I connected with another peer support community group not long after this and learned that so many people have lots of the same issues! And learned better ways of dealing with blocked ducts, sore nipples, bad latch days. Very quickly all of the struggles and hurdles were forgotten.
I wish more people were upfront about the difficulties
I wish more people would talk about the difficulties of establishing breastfeeding as it really can be a very stressful and long process. But it’s important to access support, get your friends and family on board, stand firm in your boundaries. I’m grateful to have had support from my partner, family, friends and peers. And to my baby for persevering with me! I hope we continue to feed for as long as possible. My intention is to continue beyond 2 years of age, and allow him to self wean when he is ready.

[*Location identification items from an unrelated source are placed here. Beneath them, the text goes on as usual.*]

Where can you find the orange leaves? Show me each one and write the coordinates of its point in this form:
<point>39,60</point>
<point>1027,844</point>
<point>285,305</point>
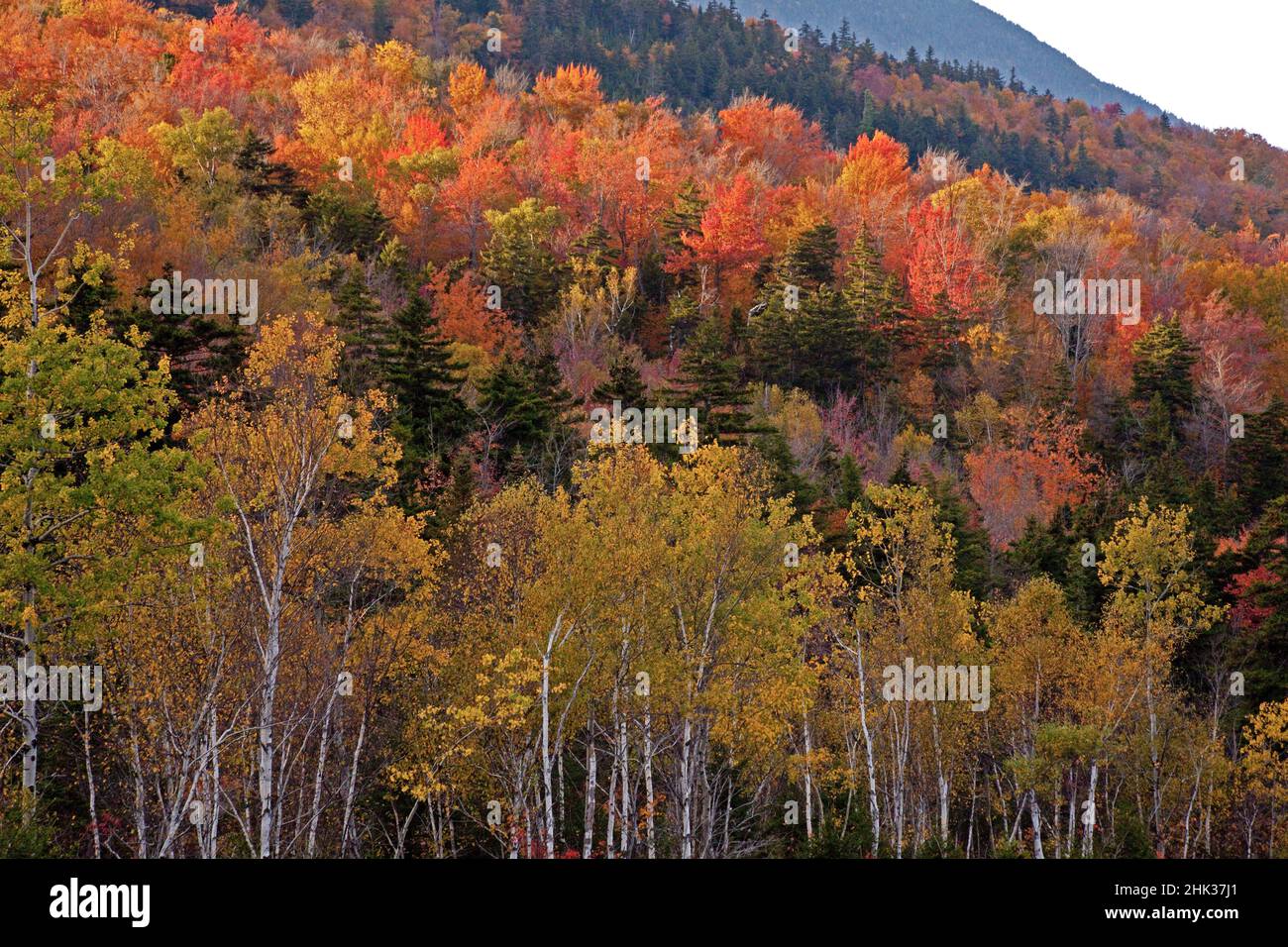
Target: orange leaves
<point>467,86</point>
<point>463,316</point>
<point>482,183</point>
<point>571,93</point>
<point>778,136</point>
<point>941,265</point>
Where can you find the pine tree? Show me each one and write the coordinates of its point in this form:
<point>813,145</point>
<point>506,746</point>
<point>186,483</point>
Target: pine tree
<point>809,261</point>
<point>1258,462</point>
<point>416,367</point>
<point>708,379</point>
<point>364,330</point>
<point>623,382</point>
<point>528,412</point>
<point>879,305</point>
<point>1163,361</point>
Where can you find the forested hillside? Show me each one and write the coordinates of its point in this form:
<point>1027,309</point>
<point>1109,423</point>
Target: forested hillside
<point>957,30</point>
<point>571,429</point>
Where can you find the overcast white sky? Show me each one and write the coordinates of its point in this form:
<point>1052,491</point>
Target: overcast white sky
<point>1218,63</point>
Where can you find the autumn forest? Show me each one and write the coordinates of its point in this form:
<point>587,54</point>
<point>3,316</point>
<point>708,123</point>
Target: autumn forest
<point>567,429</point>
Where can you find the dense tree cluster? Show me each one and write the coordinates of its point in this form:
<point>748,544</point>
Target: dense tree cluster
<point>364,581</point>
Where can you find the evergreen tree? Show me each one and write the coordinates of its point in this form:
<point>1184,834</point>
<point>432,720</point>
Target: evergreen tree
<point>416,368</point>
<point>1163,361</point>
<point>365,331</point>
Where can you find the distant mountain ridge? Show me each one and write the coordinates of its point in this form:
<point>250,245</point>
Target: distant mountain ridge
<point>957,30</point>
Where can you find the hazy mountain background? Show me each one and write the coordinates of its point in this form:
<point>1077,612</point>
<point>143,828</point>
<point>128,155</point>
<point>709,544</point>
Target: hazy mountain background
<point>957,30</point>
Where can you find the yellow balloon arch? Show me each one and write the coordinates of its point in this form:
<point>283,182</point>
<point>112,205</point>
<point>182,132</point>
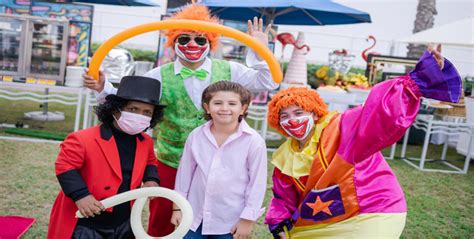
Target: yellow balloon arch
<point>253,43</point>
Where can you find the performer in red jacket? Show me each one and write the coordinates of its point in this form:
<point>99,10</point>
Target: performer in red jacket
<point>105,160</point>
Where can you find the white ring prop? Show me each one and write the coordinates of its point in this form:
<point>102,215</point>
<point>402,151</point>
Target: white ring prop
<point>136,215</point>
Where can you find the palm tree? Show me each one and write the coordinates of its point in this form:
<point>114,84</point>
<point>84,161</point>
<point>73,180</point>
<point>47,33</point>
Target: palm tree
<point>424,20</point>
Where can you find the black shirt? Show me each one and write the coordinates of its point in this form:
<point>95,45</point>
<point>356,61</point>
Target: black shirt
<point>126,145</point>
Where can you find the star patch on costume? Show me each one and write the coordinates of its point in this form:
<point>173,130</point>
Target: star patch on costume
<point>321,204</point>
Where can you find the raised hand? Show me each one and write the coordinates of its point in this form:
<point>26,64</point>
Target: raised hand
<point>255,29</point>
<point>437,55</point>
<point>93,84</point>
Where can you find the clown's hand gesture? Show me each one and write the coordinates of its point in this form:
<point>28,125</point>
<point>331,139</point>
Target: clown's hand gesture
<point>255,29</point>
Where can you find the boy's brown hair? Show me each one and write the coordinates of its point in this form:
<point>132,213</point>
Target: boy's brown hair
<point>208,93</point>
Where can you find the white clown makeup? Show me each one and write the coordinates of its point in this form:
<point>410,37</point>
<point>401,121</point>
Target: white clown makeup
<point>192,49</point>
<point>298,127</point>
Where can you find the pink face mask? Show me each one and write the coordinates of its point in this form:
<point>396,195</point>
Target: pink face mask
<point>298,127</point>
<point>132,123</point>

Ultimately I still feel so sad that we didn’t get the calm and controlled birth, the seamless belly to boob breastfeeding journey, and that he had to be fed formula. But from triple feeding to exclusively breastfeeding I am thrilled we made it. I can’t pretend I don’t thrive on the full control over my baby’s diet. Even moving to solids after 6 months was a difficult transition! But the bond we share and the difficulties we have faced together are all part of the bigger plan it would seem. And I know these moments of giving in to losing control will help me as we grow together as mother and son.